Of course, today, we have few lepers, but we have a number of modern counterparts whom our unkind society normally rejects. We can think of moral lepers: prostitutes, guest relation officers, calls girls and criminals. We also have physical lepers: HIV and AIDS victims, tuberculars, neurotics and psychotics. And to some extent, we have social lepers: dockworkers, squatter settlers, barkers, hold-uppers and small-time thieves (big-one ones, ironically, are often honored in high places). In many ways, they are the alienated, the unwanted in our contemporary world. We normally discriminate against, if not exclude them from the respectable society. We erect various walls to keep them out, in much the same way that the Jews put barriers between those within and those outside the respectable Jewish society.

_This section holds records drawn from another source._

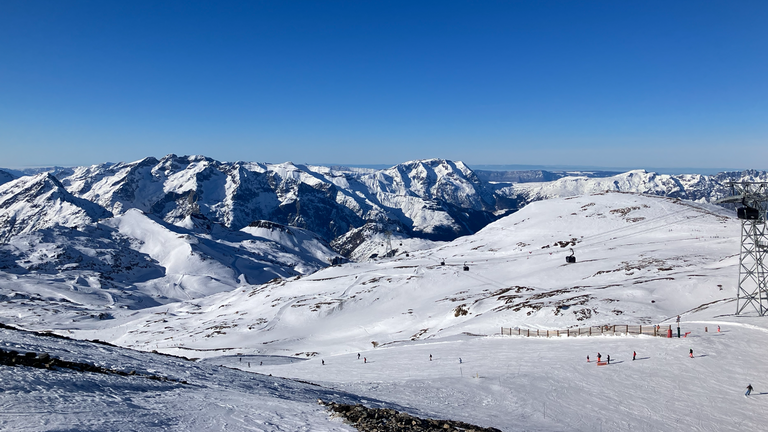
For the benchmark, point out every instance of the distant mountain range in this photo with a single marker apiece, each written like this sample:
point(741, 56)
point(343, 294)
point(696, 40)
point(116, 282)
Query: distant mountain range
point(346, 208)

But if the Gospel (Mark 1:40-45) has any lesson, it is that we are invited to accept such people to the Christian community where no one is excluded on the basis of money, morality, and gender: “There is neither Jew nor Greek, there is neither slave or free person, there is not male and female; for you are all one in Christ Jesus”(Gal 3:27), for our vocation is to be one: “to preserve the unity of the spirit through the bond of peace: one body, one Spirit… one Lord, one faith, one baptism; one God and Father of all…” (Eph 4:3-6). So as Christians, we have to make every effort that all people, no matter the kind of leprosy they have, should have a place in our Christian community, where humanity, justice and dignity are restored, and where they will be accepted, and treated as fellow Christians. We have to make every effort to support them, and uplift them from misery through our love and concern for them.